The series was created by Gerry Anderson and Sylvia Anderson with Reg Hill, and produced by the Andersons and Lew Grade's Century 21 Productions for Grade's ITC Entertainment company.

==Plot==
SHADO place a B142 tracking probe (launched with NASA Rocket 712) equipped with a newly developed high resolution electron telescopic camera aboard in lunar orbit, during a spacewalk accomplished by Paul Foster and camera developer Lt. John Masters. A UFO is turned back by the SHADO Interceptors from Moonbase and the probe follows it back to its home world.

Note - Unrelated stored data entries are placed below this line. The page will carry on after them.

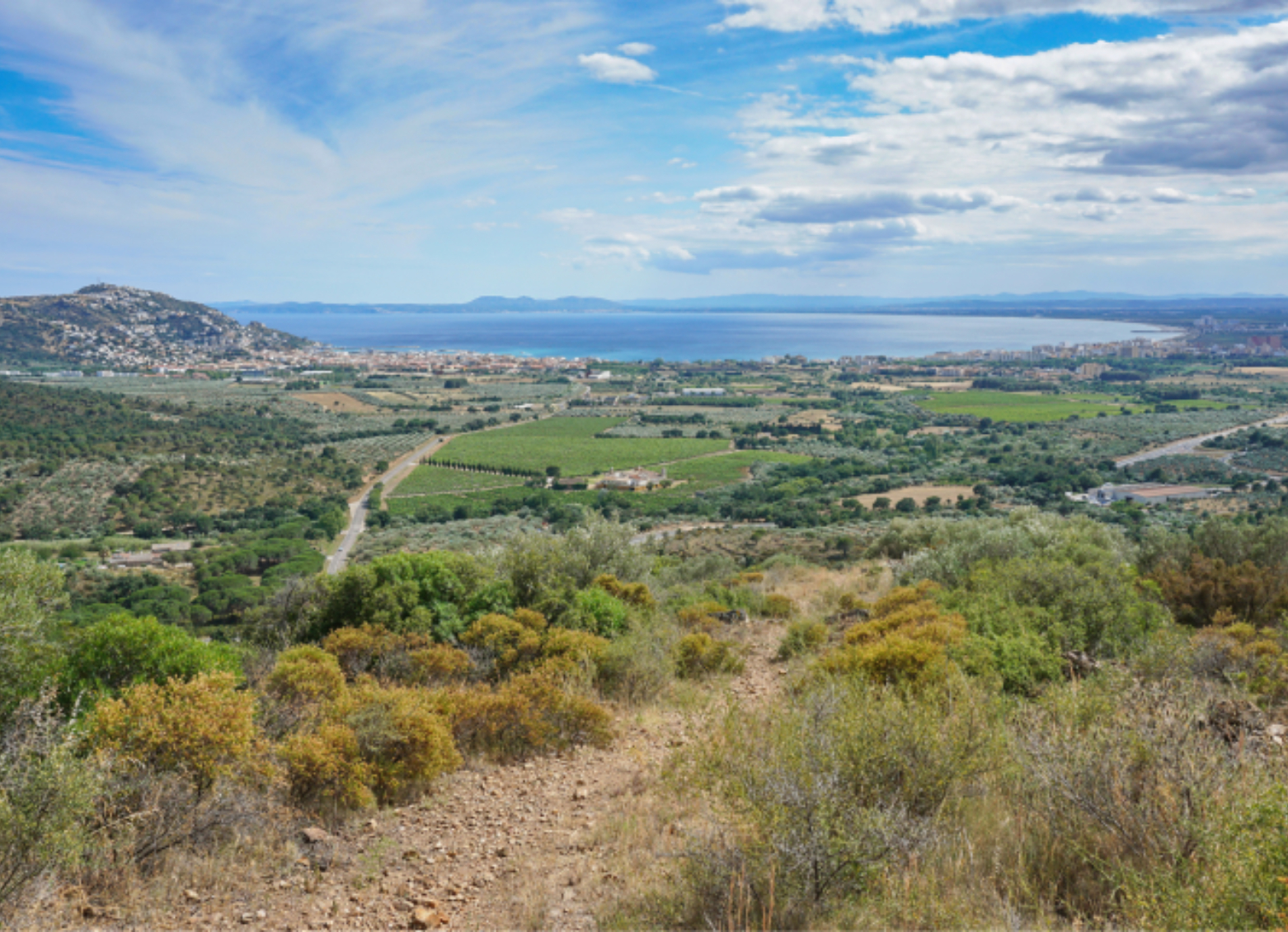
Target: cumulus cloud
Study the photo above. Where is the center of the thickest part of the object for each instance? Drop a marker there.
(1097, 195)
(884, 16)
(735, 192)
(1205, 103)
(616, 68)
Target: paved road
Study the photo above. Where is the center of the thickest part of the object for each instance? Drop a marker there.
(359, 510)
(1191, 444)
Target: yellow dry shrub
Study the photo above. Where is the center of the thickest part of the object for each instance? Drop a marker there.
(204, 727)
(325, 770)
(440, 664)
(779, 606)
(698, 655)
(630, 593)
(1253, 657)
(903, 641)
(529, 619)
(699, 615)
(571, 648)
(401, 737)
(305, 675)
(362, 650)
(529, 714)
(511, 645)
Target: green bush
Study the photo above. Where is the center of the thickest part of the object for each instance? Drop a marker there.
(47, 797)
(123, 652)
(596, 611)
(1024, 614)
(30, 593)
(817, 796)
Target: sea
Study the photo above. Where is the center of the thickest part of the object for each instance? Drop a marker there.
(623, 336)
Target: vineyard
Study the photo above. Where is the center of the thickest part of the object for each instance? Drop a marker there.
(433, 480)
(570, 444)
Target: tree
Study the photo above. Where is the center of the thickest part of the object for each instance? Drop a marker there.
(30, 593)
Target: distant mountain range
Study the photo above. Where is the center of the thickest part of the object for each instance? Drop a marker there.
(1055, 304)
(120, 327)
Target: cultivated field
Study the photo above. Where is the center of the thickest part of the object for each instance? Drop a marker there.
(430, 480)
(728, 467)
(571, 445)
(338, 401)
(919, 494)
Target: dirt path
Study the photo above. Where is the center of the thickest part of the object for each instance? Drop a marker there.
(494, 847)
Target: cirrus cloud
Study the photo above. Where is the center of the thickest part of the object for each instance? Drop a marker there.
(884, 16)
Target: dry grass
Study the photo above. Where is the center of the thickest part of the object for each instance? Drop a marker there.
(817, 591)
(338, 401)
(919, 494)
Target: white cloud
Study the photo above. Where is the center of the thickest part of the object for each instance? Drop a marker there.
(980, 155)
(1095, 194)
(616, 68)
(882, 16)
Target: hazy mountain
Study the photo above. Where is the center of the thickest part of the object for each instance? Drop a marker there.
(117, 325)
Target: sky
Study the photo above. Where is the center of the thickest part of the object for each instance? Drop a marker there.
(440, 150)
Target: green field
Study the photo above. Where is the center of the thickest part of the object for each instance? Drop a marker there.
(571, 445)
(728, 467)
(430, 480)
(1015, 407)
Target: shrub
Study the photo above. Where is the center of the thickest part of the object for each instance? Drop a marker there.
(1243, 655)
(903, 641)
(203, 728)
(699, 615)
(637, 666)
(1205, 590)
(632, 593)
(502, 645)
(440, 664)
(779, 606)
(816, 796)
(401, 737)
(305, 675)
(571, 650)
(699, 655)
(30, 593)
(1139, 806)
(47, 797)
(1027, 613)
(375, 650)
(325, 770)
(801, 637)
(596, 611)
(123, 652)
(529, 714)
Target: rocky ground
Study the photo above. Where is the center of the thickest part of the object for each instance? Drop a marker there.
(494, 847)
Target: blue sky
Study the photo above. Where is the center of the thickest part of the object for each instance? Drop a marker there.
(432, 151)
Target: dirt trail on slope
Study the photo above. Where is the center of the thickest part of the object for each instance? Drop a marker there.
(494, 847)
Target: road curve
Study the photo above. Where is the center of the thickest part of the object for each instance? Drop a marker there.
(359, 510)
(1192, 444)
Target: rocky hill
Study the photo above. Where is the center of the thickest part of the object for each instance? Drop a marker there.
(116, 327)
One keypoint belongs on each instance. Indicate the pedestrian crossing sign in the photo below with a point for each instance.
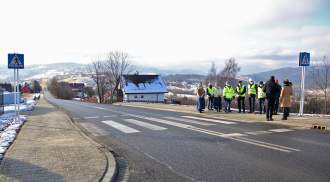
(304, 59)
(16, 61)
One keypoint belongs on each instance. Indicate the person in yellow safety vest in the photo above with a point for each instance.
(210, 92)
(241, 90)
(217, 99)
(261, 97)
(252, 91)
(229, 95)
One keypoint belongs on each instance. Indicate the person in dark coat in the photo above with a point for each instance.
(277, 97)
(240, 91)
(270, 89)
(200, 98)
(285, 98)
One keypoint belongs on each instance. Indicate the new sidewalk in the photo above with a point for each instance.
(50, 148)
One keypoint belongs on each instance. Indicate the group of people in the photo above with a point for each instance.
(271, 96)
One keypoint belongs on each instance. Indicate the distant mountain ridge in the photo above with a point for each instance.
(49, 70)
(291, 73)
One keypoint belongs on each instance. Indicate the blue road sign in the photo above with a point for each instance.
(16, 61)
(304, 59)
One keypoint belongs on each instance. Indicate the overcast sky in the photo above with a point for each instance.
(260, 34)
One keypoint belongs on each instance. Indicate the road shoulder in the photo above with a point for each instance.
(50, 147)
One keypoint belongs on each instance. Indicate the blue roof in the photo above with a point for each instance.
(143, 84)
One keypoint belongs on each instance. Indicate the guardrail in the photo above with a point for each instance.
(2, 105)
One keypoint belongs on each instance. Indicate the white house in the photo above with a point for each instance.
(143, 88)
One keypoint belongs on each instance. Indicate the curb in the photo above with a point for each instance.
(111, 170)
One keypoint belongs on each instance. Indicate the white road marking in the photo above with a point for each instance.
(280, 130)
(190, 121)
(209, 119)
(110, 116)
(274, 145)
(120, 127)
(257, 132)
(240, 139)
(96, 131)
(99, 108)
(214, 133)
(232, 135)
(145, 125)
(91, 117)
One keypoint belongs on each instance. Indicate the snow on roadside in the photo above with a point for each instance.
(9, 126)
(28, 106)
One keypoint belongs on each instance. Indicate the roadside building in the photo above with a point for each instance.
(77, 89)
(6, 87)
(26, 89)
(143, 88)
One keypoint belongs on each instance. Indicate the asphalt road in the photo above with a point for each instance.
(157, 145)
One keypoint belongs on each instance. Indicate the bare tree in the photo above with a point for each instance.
(321, 79)
(97, 72)
(229, 72)
(212, 75)
(117, 64)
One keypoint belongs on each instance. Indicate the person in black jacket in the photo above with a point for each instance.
(270, 89)
(277, 97)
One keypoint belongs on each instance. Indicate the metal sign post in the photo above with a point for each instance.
(16, 62)
(304, 60)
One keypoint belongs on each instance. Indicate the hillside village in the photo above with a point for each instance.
(178, 88)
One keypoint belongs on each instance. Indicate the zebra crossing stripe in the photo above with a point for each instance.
(96, 131)
(209, 119)
(257, 132)
(280, 130)
(120, 127)
(145, 125)
(190, 121)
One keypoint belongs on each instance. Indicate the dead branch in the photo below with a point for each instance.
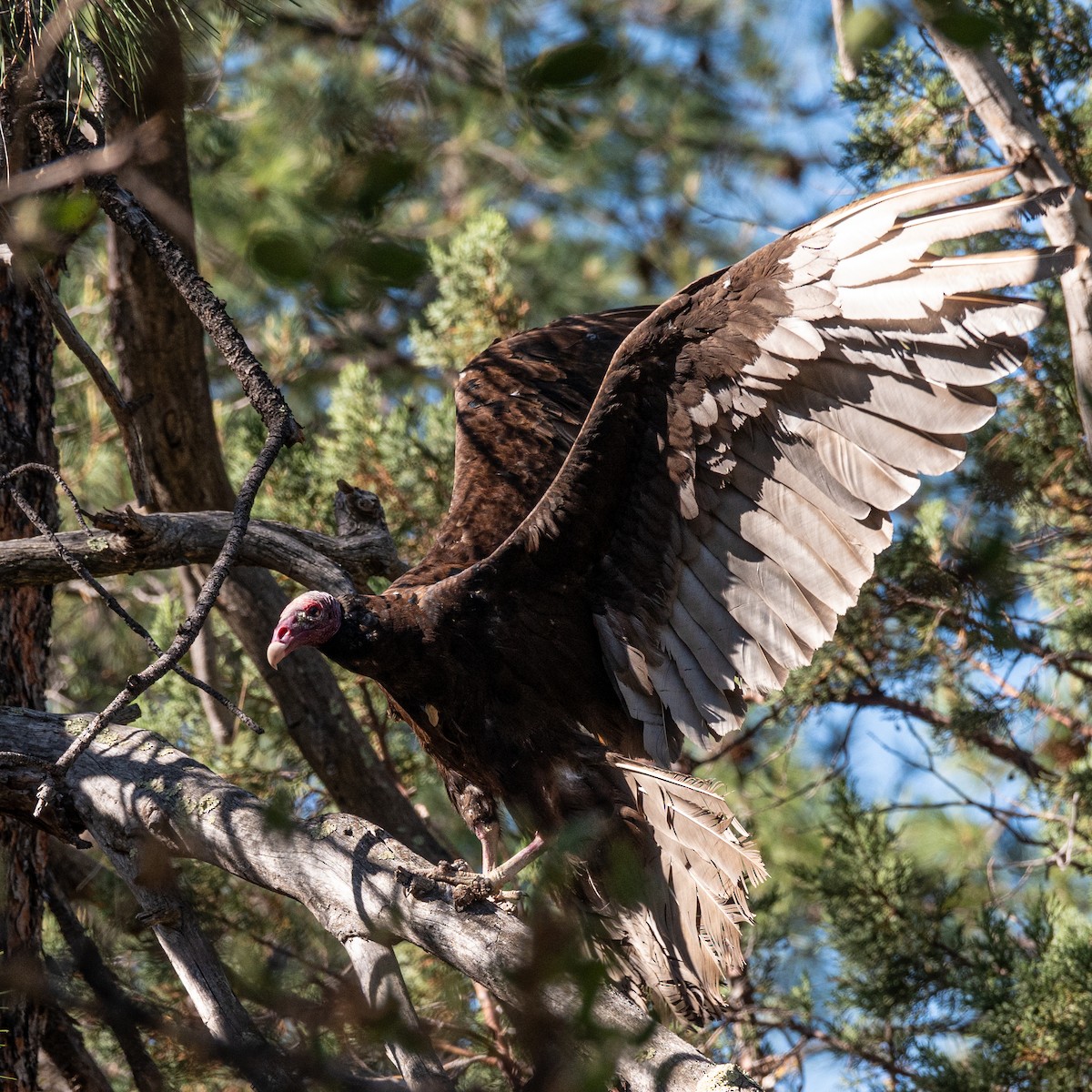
(131, 541)
(991, 94)
(349, 874)
(63, 323)
(380, 977)
(188, 631)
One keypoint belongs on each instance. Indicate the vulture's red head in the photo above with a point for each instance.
(311, 618)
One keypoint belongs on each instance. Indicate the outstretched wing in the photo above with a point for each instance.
(519, 408)
(732, 485)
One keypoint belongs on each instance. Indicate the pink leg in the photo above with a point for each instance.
(506, 873)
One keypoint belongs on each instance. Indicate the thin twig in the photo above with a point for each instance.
(188, 631)
(85, 573)
(34, 276)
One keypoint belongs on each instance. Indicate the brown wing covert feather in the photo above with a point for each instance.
(519, 408)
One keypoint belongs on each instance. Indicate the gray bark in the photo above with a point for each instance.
(130, 787)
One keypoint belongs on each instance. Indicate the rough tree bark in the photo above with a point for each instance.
(162, 366)
(143, 800)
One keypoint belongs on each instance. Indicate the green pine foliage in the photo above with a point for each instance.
(383, 189)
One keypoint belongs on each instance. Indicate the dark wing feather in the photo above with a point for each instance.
(731, 487)
(519, 408)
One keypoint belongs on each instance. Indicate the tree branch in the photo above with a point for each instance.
(188, 631)
(385, 991)
(131, 541)
(991, 94)
(349, 874)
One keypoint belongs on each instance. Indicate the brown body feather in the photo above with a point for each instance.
(659, 513)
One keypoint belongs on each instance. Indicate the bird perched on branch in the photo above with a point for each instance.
(658, 514)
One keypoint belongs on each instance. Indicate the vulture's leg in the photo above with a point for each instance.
(489, 884)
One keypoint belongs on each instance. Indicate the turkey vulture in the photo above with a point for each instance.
(658, 514)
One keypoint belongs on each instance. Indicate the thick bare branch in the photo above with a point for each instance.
(141, 857)
(135, 543)
(385, 991)
(188, 631)
(991, 94)
(349, 874)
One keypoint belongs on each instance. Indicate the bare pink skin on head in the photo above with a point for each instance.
(311, 618)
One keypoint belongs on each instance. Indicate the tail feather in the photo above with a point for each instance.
(683, 937)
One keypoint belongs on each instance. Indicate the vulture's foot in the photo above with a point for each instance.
(476, 887)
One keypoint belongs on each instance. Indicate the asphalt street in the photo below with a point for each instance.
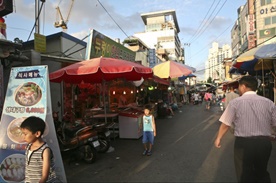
(183, 152)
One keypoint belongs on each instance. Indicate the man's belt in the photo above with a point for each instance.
(271, 138)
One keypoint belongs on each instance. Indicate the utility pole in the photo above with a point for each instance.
(37, 28)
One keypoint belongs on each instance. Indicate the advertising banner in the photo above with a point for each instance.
(28, 94)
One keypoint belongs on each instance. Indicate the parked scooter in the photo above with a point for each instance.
(81, 140)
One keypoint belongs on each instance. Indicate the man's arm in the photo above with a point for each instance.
(222, 130)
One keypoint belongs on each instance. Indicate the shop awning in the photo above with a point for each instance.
(160, 80)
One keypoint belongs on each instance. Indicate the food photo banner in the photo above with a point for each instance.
(28, 94)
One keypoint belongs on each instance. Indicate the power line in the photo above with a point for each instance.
(212, 41)
(199, 27)
(205, 22)
(113, 19)
(210, 21)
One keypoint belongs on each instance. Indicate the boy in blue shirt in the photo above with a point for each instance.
(149, 131)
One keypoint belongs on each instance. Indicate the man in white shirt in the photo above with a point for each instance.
(254, 117)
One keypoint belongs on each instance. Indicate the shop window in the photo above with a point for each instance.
(267, 21)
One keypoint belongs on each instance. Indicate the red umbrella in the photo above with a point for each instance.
(98, 69)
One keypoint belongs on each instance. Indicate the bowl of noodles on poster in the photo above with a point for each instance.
(12, 168)
(28, 94)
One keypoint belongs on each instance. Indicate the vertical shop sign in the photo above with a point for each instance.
(251, 25)
(28, 94)
(1, 87)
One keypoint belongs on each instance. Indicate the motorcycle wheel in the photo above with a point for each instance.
(104, 144)
(89, 154)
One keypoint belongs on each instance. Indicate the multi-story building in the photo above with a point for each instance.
(144, 54)
(216, 57)
(256, 25)
(265, 21)
(161, 34)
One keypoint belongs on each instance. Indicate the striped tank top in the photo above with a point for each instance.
(34, 164)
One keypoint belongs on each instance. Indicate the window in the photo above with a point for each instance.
(268, 21)
(265, 2)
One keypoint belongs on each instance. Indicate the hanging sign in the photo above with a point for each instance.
(28, 94)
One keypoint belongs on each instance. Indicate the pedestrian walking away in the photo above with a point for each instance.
(40, 165)
(149, 131)
(254, 117)
(208, 99)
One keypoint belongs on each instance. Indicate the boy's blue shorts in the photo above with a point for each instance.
(148, 136)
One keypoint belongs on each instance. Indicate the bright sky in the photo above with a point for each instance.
(201, 22)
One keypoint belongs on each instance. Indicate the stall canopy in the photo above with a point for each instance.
(172, 69)
(98, 69)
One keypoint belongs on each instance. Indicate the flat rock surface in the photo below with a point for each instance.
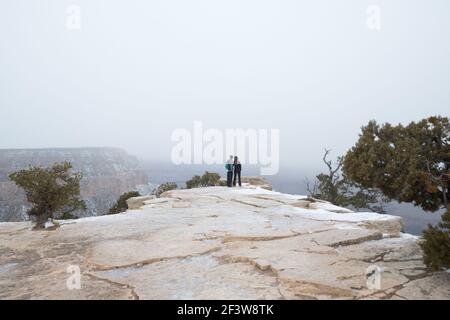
(219, 243)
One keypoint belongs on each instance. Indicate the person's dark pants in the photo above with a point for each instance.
(229, 178)
(238, 174)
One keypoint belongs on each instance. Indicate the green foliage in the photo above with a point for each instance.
(407, 163)
(163, 188)
(436, 244)
(206, 180)
(53, 192)
(336, 188)
(121, 203)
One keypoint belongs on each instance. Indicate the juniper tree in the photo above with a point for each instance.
(335, 187)
(53, 192)
(408, 164)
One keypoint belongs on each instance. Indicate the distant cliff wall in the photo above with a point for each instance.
(108, 172)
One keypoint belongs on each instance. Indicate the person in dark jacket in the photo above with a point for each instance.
(229, 167)
(237, 167)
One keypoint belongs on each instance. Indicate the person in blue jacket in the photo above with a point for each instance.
(229, 167)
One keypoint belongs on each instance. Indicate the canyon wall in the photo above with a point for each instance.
(108, 172)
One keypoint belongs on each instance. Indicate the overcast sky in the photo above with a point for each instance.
(137, 70)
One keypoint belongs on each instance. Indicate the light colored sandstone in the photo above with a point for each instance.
(219, 243)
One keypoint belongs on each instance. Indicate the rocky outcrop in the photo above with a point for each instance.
(220, 243)
(108, 172)
(257, 181)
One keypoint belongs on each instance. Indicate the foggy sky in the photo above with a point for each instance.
(137, 70)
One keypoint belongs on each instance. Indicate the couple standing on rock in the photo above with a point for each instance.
(233, 166)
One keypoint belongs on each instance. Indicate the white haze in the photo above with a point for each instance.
(137, 70)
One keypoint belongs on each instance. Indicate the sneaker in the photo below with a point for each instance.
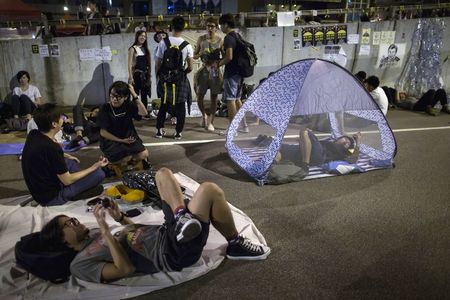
(243, 249)
(432, 111)
(243, 129)
(187, 227)
(160, 134)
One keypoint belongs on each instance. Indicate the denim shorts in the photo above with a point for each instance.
(232, 87)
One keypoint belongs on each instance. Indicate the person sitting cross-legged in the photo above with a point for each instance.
(52, 176)
(119, 140)
(175, 245)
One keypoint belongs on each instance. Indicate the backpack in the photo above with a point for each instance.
(172, 70)
(37, 259)
(247, 58)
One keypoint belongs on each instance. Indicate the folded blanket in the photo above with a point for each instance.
(16, 221)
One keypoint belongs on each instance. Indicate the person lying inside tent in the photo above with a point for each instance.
(311, 151)
(172, 246)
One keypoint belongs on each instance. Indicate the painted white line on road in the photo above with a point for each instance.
(287, 136)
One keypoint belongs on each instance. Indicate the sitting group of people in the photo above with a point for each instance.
(54, 177)
(387, 97)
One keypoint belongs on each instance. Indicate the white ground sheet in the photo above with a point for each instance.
(16, 221)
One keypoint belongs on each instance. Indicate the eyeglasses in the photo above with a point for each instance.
(114, 113)
(71, 222)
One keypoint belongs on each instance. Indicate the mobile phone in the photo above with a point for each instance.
(94, 201)
(133, 212)
(106, 203)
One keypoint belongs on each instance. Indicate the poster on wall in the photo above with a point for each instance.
(365, 36)
(43, 50)
(54, 50)
(376, 38)
(35, 49)
(335, 54)
(307, 36)
(341, 33)
(391, 55)
(387, 37)
(286, 18)
(330, 35)
(319, 36)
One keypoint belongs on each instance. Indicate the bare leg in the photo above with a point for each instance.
(209, 203)
(212, 109)
(201, 106)
(305, 145)
(141, 155)
(231, 105)
(169, 189)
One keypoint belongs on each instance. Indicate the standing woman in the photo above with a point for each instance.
(209, 75)
(26, 97)
(139, 66)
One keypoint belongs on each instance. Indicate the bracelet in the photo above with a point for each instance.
(122, 216)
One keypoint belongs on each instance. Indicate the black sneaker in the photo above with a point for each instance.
(187, 227)
(160, 133)
(243, 249)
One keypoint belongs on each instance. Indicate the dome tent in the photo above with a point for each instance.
(316, 94)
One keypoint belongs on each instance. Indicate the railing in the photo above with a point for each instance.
(195, 20)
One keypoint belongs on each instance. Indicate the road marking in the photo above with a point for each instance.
(287, 136)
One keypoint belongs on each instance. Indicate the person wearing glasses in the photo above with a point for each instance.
(119, 140)
(172, 246)
(52, 176)
(209, 75)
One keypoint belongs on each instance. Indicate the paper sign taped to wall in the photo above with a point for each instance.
(43, 51)
(286, 18)
(376, 38)
(104, 53)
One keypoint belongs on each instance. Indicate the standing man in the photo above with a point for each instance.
(171, 70)
(54, 177)
(208, 76)
(232, 83)
(377, 93)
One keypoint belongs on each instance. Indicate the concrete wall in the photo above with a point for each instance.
(67, 80)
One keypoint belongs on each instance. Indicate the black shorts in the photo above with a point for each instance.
(115, 151)
(182, 255)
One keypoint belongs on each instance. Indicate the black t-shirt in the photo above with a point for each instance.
(231, 68)
(42, 160)
(119, 121)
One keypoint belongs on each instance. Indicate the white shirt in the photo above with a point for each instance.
(32, 92)
(187, 51)
(381, 99)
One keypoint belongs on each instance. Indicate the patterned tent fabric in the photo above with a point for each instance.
(315, 94)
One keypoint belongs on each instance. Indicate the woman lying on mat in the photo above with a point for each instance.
(311, 151)
(175, 245)
(52, 176)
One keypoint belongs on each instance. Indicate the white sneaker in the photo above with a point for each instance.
(243, 129)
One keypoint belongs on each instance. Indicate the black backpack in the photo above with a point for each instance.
(37, 259)
(172, 70)
(247, 58)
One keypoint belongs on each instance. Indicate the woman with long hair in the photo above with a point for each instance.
(139, 66)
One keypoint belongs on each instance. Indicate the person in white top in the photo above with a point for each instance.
(173, 85)
(377, 93)
(139, 66)
(26, 97)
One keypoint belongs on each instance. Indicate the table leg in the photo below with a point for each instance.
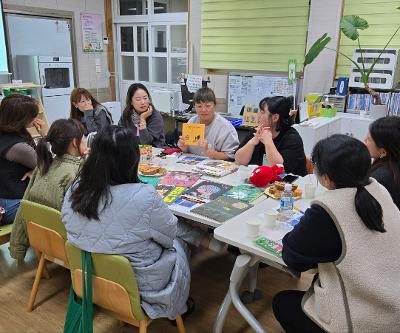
(242, 264)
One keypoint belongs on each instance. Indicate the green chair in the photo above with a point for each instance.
(114, 287)
(47, 236)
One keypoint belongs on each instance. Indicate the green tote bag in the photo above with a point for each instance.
(79, 318)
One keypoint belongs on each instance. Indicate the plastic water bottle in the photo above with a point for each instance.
(286, 204)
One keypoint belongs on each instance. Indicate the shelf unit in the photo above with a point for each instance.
(36, 93)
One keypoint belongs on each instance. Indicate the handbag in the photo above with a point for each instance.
(79, 318)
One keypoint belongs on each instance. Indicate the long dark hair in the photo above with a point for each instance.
(386, 134)
(60, 135)
(346, 161)
(75, 97)
(113, 160)
(127, 113)
(16, 112)
(280, 105)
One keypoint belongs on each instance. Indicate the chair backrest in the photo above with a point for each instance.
(114, 283)
(46, 232)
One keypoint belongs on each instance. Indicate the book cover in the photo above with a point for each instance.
(180, 178)
(222, 209)
(245, 192)
(207, 190)
(193, 133)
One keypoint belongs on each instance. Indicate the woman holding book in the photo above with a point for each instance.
(221, 139)
(383, 143)
(274, 138)
(142, 118)
(350, 234)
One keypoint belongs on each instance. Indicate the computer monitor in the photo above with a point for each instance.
(187, 96)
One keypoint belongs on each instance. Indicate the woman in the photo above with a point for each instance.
(88, 111)
(351, 235)
(275, 138)
(383, 143)
(142, 118)
(17, 150)
(52, 176)
(221, 139)
(110, 211)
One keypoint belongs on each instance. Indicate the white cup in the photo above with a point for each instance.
(270, 217)
(253, 228)
(309, 190)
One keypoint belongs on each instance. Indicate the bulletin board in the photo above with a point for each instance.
(251, 89)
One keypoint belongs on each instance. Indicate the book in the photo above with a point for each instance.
(207, 190)
(222, 209)
(190, 159)
(216, 168)
(180, 178)
(193, 133)
(245, 192)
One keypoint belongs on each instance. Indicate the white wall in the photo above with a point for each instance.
(87, 75)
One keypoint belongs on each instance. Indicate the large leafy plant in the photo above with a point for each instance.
(350, 26)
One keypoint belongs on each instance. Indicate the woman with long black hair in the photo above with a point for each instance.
(350, 234)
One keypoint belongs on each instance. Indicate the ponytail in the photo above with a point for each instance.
(44, 157)
(369, 209)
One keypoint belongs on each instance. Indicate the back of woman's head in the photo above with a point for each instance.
(16, 112)
(113, 160)
(386, 134)
(75, 98)
(279, 105)
(347, 163)
(61, 134)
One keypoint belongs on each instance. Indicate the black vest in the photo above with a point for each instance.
(11, 186)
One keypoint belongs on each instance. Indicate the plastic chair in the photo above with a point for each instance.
(47, 236)
(114, 287)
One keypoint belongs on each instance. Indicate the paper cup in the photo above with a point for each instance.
(270, 217)
(253, 228)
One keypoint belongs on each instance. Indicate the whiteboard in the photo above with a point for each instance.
(251, 89)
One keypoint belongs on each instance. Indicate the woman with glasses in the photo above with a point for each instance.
(221, 139)
(350, 235)
(142, 118)
(274, 138)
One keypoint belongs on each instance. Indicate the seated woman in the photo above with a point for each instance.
(17, 150)
(52, 177)
(351, 235)
(383, 143)
(275, 138)
(142, 118)
(110, 211)
(88, 111)
(221, 139)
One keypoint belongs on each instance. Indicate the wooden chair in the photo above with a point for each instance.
(47, 235)
(114, 287)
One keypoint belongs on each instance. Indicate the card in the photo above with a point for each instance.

The images the probe returns several months later have no information regarding range or magnification, however, rendering their intelligence value moot.

==Reception==
TV Zone magazine considered this episode the worst of the series, commenting that the story lacks tension and the downbeat ending is "hardly worth a 50-minute wait". John Kenneth Muir called "Close Up" one of UFOs "most dated" episodes, partly because of its "sexist" portrayal of Lieutenant Gay Ellis. Muir also criticised the ending, noting that it sees Neil Hallett's character, an expert on microphotography, "lecturing to Straker about the importance of 'inner space', and understanding distance and magnification in photographs. Not only is this a seemingly basic fact treated as a cosmic revelation, but it makes all the other characters seem stupid for not realising it."

Review website anorakzone.com ranked "Close Up" the fourth-worst UFO episode, stating that the plot is "thin [...] for a 50-minute show, and the basic point is hammered home repeatedly before the final credits roll." It also criticised the "oddly spiky" and "out-of-character" interactions between Straker and Ellis, as well as Dr Kelly's demonstration of the images' uselessness, which involves "showing [Straker] a shot of Gay's 'private area', magnified several thousand times over. Straker, ever stoic, seems oddly unconcerned by two of his underlings getting together to make him look an utter fool, or the fact that Gay's crotch looks like an alien planet when seen close-up."

Noting some "amusingly awkward flirting" between Straker and Ellis, as well as the episode's "plentiful" scale model effects, Video Watchdog magazine wrote that the plot "does not amount to much, but fans of the programme's miniature hardware will be in heaven".